Les turbulences dans le transport aérien chiffrées à 200 milliards

L’Association internationale du transport aérien estime que le secteur subira une perte de revenus de 113 milliards en 2020.
Photo: David Zalubowski Associated Press L’Association internationale du transport aérien estime que le secteur subira une perte de revenus de 113 milliards en 2020.

Directement au cœur de la tempête provoquée par la pandémie, les compagnies aériennes crient à l’aide. L’Association internationale du transport aérien (IATA, en anglais) chiffre désormais l’urgence à 200 milliards $US.

Pour l’Association, qui représente 290 compagnies aériennes revendiquant 82 % du trafic mondial, la crise de la COVID-19 bat, de loin, en gravité et en étendue l’impact des attentats du 11 septembre 2001, de l’épidémie du SRAS en 2003 et de la crise financière de 2008. Déjà, le 5 mars dernier, elle faisait passer de 30 à 113 milliards la perte de revenus estimée des transporteurs aériens en 2020. L’IATA parle aujourd’hui de plus de 113 milliards et chiffre l’aide d’urgence à 200 milliards. « L’estimation du 5 mars représentait le pire scénario. Or la situation s’est rapidement détériorée depuis sous le coup des restrictions massives, et ce, sans savoir quand cela prendra fin », a indiqué le directeur général de l’IATA, Alexandre de Juniac.

Les projections publiées sur le site de l’organisation évoquent un recul de 50 % des réservations en mars, de 40 % en avril et de 25 % en mai, provoquant jusqu’à 400 000 vols annulés au 30 juin prochain et des pertes de revenus de plus de 113 milliards $US. Elle ajoute que l’encaisse moyenne des transporteurs couvre moins de trois mois de dépenses.

Le soutien attendu pourrait prendre la forme d’une aide financière directe pour compenser la perte de revenus et soutenir les liquidités. Ou encore de prêts, de garanties de prêt et d’appui du gouvernement ou de la banque centrale au marché des obligations d’entreprise, directement aux compagnies aériennes ou à leur banque créancière. Voire un allègement fiscal visant les taxes sur la masse salariale, une réduction ou un report de l’impôt sur le revenu.

« Juguler la propagation de la COVID-19 est la priorité absolue des gouvernements, affirme Alexandre de Juniac. Mais ils doivent réaliser que l’urgence de santé publique est devenue une catastrophe pour les économies et pour l’aviation. » L’IATA rappelle qu’en temps normal, le segment cargo des compagnies aériennes transporte 33 % du commerce mondial. Aussi, chaque emploi dans l’industrie du transport aérien crée 24 emplois dans l’industrie des voyages et du tourisme, ce qui représente quelque 70 millions d’emplois.

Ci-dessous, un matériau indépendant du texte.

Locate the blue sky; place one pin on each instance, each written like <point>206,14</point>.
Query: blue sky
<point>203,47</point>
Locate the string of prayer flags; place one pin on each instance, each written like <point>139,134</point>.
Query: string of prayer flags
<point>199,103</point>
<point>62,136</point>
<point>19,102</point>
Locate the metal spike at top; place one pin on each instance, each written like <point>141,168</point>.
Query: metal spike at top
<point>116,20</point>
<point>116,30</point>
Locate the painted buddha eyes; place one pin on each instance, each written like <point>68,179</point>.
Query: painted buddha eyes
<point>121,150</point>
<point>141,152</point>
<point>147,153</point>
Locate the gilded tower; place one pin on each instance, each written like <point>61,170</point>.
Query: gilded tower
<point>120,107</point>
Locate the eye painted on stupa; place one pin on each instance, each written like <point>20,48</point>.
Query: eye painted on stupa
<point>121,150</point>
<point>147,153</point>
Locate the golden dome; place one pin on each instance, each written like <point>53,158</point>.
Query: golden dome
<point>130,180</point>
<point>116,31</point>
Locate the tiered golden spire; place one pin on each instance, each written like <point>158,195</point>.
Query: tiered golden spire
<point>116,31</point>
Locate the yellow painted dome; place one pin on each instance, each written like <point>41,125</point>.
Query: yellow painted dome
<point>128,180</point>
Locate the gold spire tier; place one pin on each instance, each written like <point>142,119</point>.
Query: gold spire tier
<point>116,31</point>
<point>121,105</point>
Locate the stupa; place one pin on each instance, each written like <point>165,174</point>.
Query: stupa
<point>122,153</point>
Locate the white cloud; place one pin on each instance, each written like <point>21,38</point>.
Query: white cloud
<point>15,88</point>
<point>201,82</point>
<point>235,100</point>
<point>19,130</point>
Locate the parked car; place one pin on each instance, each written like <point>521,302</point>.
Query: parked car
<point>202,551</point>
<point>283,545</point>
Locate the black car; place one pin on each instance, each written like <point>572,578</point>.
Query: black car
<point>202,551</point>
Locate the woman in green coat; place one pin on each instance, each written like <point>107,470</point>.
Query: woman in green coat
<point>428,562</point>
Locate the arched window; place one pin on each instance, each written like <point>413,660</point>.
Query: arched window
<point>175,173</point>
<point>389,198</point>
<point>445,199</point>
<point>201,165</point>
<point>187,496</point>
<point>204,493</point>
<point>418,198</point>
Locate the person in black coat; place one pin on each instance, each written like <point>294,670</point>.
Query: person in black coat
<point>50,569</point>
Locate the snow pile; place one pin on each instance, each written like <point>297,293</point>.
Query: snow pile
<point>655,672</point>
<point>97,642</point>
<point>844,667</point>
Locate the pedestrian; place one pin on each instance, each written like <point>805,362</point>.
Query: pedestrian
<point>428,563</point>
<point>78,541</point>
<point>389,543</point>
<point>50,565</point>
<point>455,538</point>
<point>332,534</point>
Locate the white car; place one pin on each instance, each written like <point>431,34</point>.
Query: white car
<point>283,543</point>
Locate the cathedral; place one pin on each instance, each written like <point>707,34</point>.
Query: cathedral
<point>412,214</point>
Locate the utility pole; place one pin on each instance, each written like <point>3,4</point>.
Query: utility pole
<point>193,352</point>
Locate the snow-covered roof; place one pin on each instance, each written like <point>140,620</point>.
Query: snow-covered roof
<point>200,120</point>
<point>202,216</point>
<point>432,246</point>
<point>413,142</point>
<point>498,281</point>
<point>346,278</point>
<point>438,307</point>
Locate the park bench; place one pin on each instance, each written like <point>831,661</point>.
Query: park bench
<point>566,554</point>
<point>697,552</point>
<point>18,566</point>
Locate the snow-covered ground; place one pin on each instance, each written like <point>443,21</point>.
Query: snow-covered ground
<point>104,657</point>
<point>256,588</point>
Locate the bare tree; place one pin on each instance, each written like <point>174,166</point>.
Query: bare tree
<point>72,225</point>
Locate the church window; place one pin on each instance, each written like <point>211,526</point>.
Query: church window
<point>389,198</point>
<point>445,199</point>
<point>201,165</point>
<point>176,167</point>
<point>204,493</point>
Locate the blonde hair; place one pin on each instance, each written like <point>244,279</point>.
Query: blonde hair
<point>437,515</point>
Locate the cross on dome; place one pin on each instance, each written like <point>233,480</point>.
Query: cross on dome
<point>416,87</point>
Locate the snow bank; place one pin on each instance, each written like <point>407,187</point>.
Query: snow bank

Des coupes à Montréal-Trudeau

Au Canada, les transporteurs sont déjà en train de réduire les capacités ou de mettre en veilleuse leurs activités avec, à la clé, une réduction de leurs effectifs. Ces compressions vont rejaillir sur les activités connexes.

L’AIMTA, syndicat représentant le plus grand nombre de travailleurs aéroportuaires au Canada, dit « s’inquiéter […] Nous nous préparons à des mois difficiles et nous sommes prêts à collaborer avec les employeurs et le gouvernement pour atténuer les impacts négatifs sur les travailleurs ».

Jeudi quelque 200 travailleurs ont été mis à pied à l’aéroport Montréal-Trudeau chez le sous-traitant Swissport Canada, qui assure le ravitaillement des appareils, selon TVA citant un représentant de l’Association internationale des travailleurs et travailleuses de l’aérospatiale. « Cette semaine, des avis de compagnies ayant recours à des réductions d’horaires et à des licenciements nous parviennent régulièrement », a ajouté le syndicat dans un courriel diffusé mercredi.